Male accolto all’ultima mostra di Venezia, soprattutto dalla stampa italiana. Invece in my opinion uno dei vertici del concorso. Sci-fi meditativo e esistenziale sulla scia dell’immenso Solaris di Tarkoksky e dei più recenti Interstellar e High Life. Viaggio edipico verso Nettuno di un uomo in cerca del padre. Ipnotico, ieratico. Una liturgia in forma di odissea nello spazio. Con un grande Brad Pitt. Voto 8
Uno dei film più divisivi della recente Mostra di Venezia, dov’era in concorso e dov’è stato accolto da (ampi) dissensi e (scarsi) consensi. A detestarlo, soprattutto gli italiani. Io invece vado in contotendenza e mi colloco tra i più che favorevoli. Sci-fi meditativo e esistenziale in cui il James Gray di Little Odessa, I padroni della notte e Civiltà perduta si confronta con un progetto ad alto budget, forzando il genere stellare con odissea-nello-spazio fino a squassarlo e piegarlo a sé. Viaggio ai confini del sistema solare, verso Nettuno, che è insieme incursione all’interno di corpo e anima e psiche del suo protagonista Roy, mappatura del suo sistema conscio e inconscio. Pensando a Solaris di Tarkovsky, Interstellar di Nolan, High Life di Claire Denis.

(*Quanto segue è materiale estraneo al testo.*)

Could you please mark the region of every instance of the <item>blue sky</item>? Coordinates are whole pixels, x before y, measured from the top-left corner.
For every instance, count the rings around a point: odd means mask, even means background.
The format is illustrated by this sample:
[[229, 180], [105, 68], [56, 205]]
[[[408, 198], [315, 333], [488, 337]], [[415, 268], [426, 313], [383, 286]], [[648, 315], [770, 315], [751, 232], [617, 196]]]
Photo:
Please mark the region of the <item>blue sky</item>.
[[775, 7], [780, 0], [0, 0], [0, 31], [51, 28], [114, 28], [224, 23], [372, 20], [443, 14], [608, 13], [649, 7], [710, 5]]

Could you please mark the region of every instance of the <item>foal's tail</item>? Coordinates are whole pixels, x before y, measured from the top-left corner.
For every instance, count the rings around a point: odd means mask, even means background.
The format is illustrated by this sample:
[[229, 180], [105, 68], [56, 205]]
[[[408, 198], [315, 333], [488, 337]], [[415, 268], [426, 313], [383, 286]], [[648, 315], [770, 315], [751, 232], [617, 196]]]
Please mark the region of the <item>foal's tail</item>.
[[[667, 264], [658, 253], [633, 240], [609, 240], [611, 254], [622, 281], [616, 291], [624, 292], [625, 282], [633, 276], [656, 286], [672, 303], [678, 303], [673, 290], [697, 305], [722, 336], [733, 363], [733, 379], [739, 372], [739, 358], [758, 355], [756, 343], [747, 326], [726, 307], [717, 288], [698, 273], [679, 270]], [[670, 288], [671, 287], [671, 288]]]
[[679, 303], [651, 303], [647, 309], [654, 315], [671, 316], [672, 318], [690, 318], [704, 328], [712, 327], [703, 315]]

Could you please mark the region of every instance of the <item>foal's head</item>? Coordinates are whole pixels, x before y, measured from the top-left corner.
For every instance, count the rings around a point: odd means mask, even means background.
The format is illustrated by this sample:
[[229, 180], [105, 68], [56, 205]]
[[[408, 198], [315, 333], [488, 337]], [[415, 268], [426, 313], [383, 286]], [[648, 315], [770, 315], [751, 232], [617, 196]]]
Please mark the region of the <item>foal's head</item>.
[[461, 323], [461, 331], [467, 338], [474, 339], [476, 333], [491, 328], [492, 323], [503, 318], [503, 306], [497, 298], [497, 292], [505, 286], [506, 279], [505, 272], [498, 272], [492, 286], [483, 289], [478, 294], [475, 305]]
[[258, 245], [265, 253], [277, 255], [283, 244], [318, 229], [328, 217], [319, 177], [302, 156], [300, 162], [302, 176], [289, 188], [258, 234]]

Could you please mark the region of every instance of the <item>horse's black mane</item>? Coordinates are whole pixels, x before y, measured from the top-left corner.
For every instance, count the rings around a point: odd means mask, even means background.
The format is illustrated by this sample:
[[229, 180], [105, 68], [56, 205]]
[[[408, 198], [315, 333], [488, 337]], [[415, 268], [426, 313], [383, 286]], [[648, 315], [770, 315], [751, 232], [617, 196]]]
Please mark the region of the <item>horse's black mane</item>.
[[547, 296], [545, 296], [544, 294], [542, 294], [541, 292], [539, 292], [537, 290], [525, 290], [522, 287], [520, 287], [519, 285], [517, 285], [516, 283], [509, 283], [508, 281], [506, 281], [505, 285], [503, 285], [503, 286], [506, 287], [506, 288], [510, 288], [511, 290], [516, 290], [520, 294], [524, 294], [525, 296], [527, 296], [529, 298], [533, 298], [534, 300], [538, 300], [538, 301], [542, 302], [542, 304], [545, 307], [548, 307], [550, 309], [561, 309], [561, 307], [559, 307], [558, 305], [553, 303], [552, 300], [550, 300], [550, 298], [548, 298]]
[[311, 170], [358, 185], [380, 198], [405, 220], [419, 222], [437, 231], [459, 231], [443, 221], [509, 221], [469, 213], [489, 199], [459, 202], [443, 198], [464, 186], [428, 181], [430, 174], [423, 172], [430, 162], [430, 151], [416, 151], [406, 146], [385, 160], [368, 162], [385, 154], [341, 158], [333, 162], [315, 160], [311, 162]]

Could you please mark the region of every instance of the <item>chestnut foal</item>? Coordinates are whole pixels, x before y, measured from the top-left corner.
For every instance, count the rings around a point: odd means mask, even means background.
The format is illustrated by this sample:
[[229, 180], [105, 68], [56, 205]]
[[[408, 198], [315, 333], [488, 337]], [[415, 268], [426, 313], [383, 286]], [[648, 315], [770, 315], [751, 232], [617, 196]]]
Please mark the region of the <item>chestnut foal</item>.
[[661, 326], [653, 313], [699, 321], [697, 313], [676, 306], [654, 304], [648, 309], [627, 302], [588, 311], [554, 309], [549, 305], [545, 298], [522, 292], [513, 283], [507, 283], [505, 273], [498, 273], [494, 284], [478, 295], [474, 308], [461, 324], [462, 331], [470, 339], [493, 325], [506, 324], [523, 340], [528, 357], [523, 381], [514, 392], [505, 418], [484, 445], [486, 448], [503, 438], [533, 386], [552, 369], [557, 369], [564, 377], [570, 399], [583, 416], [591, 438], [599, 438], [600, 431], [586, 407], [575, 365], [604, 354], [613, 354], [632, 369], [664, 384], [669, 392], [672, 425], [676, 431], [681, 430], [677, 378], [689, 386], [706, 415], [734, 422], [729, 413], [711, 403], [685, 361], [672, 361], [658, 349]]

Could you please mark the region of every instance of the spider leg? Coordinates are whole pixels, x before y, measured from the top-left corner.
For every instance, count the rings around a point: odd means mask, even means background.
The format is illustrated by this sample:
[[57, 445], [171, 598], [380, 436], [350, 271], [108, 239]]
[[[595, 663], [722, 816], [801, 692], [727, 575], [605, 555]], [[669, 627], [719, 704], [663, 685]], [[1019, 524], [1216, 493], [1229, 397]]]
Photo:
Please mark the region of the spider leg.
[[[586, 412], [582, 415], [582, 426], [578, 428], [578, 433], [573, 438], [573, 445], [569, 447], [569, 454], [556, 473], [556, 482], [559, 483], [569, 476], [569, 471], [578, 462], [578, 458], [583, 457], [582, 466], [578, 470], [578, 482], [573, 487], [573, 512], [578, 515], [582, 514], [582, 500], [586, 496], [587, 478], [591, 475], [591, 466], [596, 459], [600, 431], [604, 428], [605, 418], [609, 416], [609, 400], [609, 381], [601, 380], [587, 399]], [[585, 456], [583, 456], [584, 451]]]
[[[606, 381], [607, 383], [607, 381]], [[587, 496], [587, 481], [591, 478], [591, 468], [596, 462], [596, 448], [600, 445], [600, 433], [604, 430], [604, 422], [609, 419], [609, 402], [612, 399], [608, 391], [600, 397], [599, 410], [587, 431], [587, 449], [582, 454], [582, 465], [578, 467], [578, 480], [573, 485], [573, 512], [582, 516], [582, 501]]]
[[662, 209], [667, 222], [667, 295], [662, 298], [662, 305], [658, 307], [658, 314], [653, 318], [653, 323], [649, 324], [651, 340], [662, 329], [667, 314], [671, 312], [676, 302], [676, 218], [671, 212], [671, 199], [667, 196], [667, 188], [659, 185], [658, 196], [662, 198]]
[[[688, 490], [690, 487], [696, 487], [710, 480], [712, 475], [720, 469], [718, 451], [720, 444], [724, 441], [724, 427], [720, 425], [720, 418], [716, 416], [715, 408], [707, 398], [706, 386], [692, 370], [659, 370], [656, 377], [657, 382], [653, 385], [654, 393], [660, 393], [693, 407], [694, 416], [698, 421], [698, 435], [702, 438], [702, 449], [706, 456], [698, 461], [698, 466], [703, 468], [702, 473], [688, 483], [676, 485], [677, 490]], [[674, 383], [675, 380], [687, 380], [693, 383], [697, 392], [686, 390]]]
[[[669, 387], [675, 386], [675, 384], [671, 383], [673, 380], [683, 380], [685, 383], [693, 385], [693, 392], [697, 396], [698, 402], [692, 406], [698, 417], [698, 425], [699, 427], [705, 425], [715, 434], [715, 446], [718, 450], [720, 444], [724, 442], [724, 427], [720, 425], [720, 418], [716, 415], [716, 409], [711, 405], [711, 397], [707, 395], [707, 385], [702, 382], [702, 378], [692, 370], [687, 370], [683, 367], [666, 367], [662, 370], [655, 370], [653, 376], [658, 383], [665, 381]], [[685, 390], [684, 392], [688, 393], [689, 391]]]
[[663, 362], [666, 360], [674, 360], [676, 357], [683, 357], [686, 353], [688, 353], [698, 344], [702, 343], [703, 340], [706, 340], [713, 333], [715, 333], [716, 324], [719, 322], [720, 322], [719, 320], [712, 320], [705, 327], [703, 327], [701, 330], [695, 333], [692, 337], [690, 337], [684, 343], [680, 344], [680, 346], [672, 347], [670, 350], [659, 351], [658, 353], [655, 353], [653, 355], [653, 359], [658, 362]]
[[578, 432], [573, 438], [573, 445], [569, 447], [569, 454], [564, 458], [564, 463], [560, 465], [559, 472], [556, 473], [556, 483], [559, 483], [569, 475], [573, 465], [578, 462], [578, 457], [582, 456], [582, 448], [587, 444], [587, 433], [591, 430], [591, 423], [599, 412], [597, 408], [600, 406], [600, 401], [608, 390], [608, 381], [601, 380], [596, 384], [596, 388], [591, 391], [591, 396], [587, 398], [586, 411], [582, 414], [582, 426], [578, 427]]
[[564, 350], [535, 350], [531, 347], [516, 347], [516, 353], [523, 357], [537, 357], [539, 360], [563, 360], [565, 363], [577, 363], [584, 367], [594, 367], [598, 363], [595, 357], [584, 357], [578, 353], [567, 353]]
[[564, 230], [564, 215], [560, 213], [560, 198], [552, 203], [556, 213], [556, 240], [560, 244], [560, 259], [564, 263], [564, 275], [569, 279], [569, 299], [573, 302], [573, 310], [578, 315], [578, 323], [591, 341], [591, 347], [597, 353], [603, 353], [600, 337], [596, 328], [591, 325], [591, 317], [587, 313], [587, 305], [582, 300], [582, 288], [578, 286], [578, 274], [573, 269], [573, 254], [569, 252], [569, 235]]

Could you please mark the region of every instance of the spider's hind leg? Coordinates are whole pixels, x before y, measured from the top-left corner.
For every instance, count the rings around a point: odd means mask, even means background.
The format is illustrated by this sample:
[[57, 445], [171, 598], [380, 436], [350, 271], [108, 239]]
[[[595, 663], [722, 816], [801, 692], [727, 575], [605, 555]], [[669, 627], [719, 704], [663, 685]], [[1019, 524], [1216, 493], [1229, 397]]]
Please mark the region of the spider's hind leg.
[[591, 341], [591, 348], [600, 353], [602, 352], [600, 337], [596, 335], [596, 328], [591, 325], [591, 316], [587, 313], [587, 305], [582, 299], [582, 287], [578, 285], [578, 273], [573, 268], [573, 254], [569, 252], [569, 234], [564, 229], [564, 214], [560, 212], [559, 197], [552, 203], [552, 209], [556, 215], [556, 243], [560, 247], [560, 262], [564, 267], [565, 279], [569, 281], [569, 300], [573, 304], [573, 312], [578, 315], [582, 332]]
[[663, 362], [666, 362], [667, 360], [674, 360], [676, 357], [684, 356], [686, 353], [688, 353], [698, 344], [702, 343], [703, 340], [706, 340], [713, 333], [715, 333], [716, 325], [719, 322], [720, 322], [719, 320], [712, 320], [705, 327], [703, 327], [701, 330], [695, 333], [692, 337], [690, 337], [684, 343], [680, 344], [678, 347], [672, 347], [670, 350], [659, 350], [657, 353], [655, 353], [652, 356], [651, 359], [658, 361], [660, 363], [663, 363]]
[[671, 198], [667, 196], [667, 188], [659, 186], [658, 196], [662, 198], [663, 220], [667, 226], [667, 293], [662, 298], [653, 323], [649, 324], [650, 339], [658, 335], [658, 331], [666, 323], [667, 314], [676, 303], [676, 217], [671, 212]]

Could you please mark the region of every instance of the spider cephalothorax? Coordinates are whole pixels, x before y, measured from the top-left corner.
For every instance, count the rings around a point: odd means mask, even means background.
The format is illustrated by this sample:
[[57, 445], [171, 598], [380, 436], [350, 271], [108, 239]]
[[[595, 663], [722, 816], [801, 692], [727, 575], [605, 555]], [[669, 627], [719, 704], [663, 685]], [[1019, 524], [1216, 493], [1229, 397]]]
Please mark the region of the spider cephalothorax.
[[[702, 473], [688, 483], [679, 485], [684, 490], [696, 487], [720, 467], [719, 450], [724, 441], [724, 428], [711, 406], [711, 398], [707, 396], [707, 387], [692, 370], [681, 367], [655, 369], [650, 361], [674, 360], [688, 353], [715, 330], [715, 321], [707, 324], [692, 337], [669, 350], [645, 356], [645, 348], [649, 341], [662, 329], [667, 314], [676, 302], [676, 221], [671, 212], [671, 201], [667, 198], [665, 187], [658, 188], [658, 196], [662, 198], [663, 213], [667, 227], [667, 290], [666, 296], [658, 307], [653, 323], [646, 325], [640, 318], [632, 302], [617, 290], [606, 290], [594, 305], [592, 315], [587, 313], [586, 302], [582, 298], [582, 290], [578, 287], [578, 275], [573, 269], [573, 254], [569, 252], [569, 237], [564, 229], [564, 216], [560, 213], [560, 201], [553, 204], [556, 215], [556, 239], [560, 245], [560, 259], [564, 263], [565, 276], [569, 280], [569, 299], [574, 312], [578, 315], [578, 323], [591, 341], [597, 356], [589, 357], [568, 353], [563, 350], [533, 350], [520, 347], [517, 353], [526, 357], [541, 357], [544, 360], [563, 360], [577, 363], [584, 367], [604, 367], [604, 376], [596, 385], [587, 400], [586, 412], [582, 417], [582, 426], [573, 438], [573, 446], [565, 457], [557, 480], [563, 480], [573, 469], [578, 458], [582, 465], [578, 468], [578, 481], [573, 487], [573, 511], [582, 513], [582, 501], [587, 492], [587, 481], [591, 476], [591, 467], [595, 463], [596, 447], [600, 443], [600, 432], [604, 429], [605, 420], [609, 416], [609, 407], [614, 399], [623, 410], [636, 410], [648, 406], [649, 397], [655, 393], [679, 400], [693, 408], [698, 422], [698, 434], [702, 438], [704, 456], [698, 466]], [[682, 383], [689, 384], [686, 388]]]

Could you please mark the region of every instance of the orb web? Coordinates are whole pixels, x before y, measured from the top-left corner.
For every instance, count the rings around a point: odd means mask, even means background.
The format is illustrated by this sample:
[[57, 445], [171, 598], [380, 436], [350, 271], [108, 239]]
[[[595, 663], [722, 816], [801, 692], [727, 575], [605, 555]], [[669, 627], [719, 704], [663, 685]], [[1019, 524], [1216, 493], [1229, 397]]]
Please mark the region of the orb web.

Siamo nel solito futuro vicino in odore di distopia. Roy McBride, di mestiere cosmonauta, viene arruolato in una missione incaricata di indagare su improvvise eruzioni di energia che rischiano di distruggere la terra e le sue colonie spaziali, a partire dalla Luna. Pare che tutto derivi da Nettuno, da quel che resta di una nave spaziale guidata molto tempo prima dal padre di Roy e data per distrutta. Pare non sia così, pare che il genitore sia invece vivo e si sia autoproclamato padrone assoluto di Nettuno. Come il Kurz di Conrad e di Coppola. Stracolmo di citazioni, Ad Astra è al suo primo livello l’itinerario edipico di un figlio in cerca del padre (e sono stati certi critici francesi a notare come la figura del padre, la sua assenza o la sua oppressiva presenza, sia centrale da sempre nel cinema di Gray, da Little Odessa a I padroni della notte). Ma è anche, soprattutto, la sfida lanciata da James Gray al genere sci-fi, al cinema colossale. Che nelle sua mani diventa il dispositivo per un altro cinema, ipnotico, riflessivo, di liturgica solennità, come sincronizzato su un ritmo interiore, altro e e profondo. Quella caduta dalla torre di addestramento seguita dalla cinepresa nel suo vorticare, quel corpo a corpo nello spazio in assenza di gravità, mortale pur nella sua lentezza letargica. Il cosmo come estensione della terra e delle sue crisi e fratture (l’agguato sulla Luna, come in un Afghanistan stellare). Infiniti primi piani di Brad Pitt (formidabile), finché il suo sguardo diventa il nostro, lo assorbe. Ipnosi riuscita, il mago Gray ha vinto. Film destinato, al di là della malmostosità con cui è stato perlopiù accolto fin da Venezia, a crescere nel tempo e assestarsi come un riferimento. Uscito la scorsa settimana negli Usa, ha ottenuto uno score molto buono dai recensori e assai più basso dal pubblico, che non l’ha premiato con gli incassi attesi. Da noi dovrà superare l’ulteriore handicap di una critica poco amica se non esplicitamente ostile. Ma non date retta ai demolitori e non perdetevelo. Seconda strepitosa performance di Brad Pitt di questo 2019 dopo ovviamente C’era una volta… a Hollywood di Tarantino: l’Academy ne tenga conto, please.